A partir de ese día El mago de Oz es en uno de mis títulos de cabecera. Y eso que se trataba de un… musical. Pero tenía de todo un poco: un hombre de paja, un león y otro de hojalata; una bruja más fea que el Picio y el inquietante OZ que resulta que es… No, no voy a revelarles el secreto si no han visto la película. Eso sí, que conste que desde entonces Over the raimbow se ha convertido en uno de mis himnos particulares. Canción que no me canso de tararear. Pase lo que pase. Me aplasten o no me aplasten. Sé mientras la tarareo que en algún lugar encontraré el camino de las baldosas amarillas…
Les contaba todo esto porque en esta rara relación que mantengo con los musicales norteamericanos, cuando antaño me aterraba que tras una conversación el chico y la chica protagonista se pusieran a cantar como si nada, con el paso del tiempo ese efecto es el que últimamente me cautiva más en estas películas.
Me imagino así paseando por las calles de la polvorienta Santa Cruz y subiéndome a los bancos de la rambla, viajando en el tranvía o recorriendo la avenida de Anaga o atravesando el Mercado cantando como un descocido. Y que la gente se pone a cantar conmigo.

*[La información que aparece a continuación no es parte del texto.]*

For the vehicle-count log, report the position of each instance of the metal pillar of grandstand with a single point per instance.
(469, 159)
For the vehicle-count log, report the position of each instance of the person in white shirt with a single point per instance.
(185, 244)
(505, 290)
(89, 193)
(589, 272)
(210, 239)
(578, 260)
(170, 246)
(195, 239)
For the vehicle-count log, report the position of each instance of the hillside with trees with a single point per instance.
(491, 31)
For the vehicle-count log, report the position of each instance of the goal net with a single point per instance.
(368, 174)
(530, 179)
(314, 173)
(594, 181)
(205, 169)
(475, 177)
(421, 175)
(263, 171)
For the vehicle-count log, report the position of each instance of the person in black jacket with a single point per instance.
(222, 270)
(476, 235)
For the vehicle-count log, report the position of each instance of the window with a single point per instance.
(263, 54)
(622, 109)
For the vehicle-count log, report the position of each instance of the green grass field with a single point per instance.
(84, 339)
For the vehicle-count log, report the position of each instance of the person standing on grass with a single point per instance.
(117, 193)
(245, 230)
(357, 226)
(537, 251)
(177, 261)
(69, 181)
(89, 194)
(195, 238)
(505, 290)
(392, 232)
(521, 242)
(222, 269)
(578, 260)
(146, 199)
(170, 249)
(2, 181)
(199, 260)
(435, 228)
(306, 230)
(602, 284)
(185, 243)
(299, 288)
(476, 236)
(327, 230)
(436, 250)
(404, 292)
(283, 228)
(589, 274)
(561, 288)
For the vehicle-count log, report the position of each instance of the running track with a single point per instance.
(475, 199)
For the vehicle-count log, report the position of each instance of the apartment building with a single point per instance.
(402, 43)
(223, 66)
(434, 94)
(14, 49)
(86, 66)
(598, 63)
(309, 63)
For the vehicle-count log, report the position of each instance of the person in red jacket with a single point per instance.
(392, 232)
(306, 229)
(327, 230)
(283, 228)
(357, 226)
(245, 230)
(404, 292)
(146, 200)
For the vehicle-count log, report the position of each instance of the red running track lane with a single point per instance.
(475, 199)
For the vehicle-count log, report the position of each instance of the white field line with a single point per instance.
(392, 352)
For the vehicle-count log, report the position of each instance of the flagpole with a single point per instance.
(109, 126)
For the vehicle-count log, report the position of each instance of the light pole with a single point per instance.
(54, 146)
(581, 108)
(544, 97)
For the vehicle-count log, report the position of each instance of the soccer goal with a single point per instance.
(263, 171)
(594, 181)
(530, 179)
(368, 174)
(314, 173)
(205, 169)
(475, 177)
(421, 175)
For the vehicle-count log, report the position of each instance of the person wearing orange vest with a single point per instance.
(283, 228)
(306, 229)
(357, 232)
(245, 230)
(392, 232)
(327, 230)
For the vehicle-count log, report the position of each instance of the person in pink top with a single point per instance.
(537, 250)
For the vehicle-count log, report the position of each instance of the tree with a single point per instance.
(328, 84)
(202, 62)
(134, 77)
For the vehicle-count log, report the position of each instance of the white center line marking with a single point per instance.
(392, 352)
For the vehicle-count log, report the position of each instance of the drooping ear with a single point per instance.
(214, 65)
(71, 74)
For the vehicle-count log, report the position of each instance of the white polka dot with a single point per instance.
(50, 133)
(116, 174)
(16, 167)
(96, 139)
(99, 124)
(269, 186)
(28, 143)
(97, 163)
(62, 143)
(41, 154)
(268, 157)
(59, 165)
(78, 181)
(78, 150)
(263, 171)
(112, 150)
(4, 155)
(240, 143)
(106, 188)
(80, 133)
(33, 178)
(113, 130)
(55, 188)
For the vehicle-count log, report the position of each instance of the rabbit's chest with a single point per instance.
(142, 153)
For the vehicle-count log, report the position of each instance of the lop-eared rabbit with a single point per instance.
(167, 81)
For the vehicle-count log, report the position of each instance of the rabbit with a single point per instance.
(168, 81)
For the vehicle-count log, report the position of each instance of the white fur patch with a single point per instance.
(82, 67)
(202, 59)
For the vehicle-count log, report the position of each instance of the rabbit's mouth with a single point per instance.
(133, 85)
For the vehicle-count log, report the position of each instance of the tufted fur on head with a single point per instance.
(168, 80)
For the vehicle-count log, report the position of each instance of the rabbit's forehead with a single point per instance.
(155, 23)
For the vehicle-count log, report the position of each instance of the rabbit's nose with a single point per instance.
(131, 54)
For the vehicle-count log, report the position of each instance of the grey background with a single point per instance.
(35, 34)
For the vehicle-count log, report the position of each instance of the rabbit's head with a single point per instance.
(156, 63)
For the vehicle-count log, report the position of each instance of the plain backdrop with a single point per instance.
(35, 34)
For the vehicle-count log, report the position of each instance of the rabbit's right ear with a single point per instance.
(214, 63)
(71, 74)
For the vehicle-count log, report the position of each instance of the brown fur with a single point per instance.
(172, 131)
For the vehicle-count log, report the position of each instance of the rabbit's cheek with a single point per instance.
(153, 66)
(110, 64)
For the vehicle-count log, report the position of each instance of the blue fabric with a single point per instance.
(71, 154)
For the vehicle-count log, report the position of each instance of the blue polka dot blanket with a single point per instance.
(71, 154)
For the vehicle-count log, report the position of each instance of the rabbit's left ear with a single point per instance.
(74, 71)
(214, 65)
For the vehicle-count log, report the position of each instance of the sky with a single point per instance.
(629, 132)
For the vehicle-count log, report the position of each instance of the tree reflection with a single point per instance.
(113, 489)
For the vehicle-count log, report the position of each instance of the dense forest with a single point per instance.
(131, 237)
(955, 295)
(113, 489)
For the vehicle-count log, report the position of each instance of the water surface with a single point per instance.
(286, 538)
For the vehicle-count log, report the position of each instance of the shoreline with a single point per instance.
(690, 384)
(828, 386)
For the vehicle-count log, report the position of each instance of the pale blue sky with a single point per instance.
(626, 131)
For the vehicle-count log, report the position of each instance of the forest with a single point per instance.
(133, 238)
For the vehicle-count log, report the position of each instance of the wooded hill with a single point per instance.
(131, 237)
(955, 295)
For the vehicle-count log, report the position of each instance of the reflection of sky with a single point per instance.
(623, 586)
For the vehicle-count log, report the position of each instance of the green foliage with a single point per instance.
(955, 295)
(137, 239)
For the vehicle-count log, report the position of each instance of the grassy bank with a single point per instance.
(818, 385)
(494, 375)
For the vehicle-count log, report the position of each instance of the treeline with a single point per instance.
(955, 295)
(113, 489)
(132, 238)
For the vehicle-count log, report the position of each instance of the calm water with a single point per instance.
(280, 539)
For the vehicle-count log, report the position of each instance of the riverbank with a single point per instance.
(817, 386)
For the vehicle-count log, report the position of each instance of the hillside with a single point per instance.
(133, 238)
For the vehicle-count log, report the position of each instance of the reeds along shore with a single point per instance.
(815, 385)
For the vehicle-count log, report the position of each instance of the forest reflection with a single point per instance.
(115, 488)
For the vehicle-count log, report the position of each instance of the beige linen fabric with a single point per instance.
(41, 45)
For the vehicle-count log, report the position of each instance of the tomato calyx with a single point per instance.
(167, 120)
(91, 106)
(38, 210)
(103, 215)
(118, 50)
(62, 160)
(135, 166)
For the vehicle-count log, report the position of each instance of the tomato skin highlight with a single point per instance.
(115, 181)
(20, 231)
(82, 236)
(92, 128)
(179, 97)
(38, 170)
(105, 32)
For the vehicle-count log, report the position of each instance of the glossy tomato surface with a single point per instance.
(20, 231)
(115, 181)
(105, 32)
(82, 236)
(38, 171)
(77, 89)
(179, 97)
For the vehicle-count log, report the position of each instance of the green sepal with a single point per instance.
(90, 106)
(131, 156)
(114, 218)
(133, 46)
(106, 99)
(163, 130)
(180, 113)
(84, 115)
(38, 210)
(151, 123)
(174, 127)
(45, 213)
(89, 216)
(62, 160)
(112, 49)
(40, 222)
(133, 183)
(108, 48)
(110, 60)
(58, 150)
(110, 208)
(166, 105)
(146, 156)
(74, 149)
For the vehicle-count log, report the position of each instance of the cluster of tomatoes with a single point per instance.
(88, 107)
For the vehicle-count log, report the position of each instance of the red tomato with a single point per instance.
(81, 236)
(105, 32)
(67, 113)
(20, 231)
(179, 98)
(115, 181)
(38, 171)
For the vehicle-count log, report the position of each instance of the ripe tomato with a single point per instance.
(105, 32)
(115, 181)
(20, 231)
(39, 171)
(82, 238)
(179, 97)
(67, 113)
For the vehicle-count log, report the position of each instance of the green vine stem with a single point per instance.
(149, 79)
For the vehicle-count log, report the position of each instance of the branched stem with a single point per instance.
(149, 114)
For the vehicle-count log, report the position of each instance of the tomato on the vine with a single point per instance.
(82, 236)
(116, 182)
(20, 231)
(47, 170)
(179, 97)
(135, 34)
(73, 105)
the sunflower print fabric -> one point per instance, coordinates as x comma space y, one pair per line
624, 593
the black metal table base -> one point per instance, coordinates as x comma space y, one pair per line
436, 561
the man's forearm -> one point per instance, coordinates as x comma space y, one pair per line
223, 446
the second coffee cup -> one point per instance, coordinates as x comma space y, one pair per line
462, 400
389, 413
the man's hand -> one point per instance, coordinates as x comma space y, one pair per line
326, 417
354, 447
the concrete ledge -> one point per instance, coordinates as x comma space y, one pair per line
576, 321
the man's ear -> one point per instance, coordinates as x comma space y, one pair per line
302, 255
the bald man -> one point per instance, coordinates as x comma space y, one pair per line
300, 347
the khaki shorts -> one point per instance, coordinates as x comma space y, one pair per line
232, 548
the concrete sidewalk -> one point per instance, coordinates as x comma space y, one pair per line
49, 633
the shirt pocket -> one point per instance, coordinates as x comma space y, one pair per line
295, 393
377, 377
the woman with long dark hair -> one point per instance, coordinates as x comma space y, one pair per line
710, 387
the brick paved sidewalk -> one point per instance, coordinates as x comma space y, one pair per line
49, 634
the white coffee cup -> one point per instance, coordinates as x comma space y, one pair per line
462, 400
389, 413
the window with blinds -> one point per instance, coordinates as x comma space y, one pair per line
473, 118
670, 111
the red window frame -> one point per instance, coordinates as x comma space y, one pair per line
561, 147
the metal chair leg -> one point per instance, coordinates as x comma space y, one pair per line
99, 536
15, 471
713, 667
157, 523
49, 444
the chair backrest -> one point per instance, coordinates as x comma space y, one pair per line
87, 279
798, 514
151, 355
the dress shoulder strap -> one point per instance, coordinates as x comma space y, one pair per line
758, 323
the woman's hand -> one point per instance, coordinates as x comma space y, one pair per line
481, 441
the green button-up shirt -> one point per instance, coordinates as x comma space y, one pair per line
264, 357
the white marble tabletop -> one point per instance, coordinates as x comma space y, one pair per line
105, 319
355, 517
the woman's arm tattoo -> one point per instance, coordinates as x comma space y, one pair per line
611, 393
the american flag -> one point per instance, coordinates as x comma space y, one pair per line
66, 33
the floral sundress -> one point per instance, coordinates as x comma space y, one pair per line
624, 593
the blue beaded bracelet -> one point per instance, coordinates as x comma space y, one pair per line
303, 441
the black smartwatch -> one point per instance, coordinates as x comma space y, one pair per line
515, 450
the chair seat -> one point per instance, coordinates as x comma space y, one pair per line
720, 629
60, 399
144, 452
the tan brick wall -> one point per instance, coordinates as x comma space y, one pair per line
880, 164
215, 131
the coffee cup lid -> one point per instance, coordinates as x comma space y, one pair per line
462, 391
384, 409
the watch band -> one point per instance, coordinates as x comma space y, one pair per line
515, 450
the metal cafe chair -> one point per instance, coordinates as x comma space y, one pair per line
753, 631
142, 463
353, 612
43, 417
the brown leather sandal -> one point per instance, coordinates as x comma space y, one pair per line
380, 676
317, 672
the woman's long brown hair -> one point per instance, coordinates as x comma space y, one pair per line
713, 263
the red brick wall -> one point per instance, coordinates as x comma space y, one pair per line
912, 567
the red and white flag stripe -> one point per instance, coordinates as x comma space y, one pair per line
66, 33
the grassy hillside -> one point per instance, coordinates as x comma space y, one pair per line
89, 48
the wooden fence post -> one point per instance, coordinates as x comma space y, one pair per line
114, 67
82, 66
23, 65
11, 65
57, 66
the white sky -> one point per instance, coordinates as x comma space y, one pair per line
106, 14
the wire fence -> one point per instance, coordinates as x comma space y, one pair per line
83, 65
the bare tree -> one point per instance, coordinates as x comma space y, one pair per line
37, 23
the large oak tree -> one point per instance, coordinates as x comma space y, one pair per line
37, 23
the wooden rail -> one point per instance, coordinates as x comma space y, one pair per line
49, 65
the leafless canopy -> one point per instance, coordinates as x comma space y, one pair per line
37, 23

No negarán que tiene algo de fantástico y si lo piensan casi de ciencia ficción. Lo escribo por lo de una presunta invasión extraterrestre que lanza un rayo sobre nuestro planeta para que dejemos por unos instantes de pensar en nosotros mismos entregándonos al mágico y placentero disfrute de cantar. Aunque sea mal.
La realidad, obviamente, no permite estas grandezas. Aunque para estimular la producción en algunas empresas están obligando últimamente a sus trabajadores a bailar mientras el público pasea por sus instalaciones. Pero no es lo mismo. No parece verdad porque es un baile impuesto. Otra manera que tienen los empresarios de humillar a sus obreros: “haced el ganso por cuatro euros porque si no: a la puta calle”. Todo lo contrario de un musical donde el chico es capaz de cantar bajo la lluvia porque está tontamente enamorado.
En fin, en estas idioteces es en las que piensa uno para no echarse a llorar todos los días.
Saludos, a lo supercalifrístico espialidoso, desde este lado del ordenador.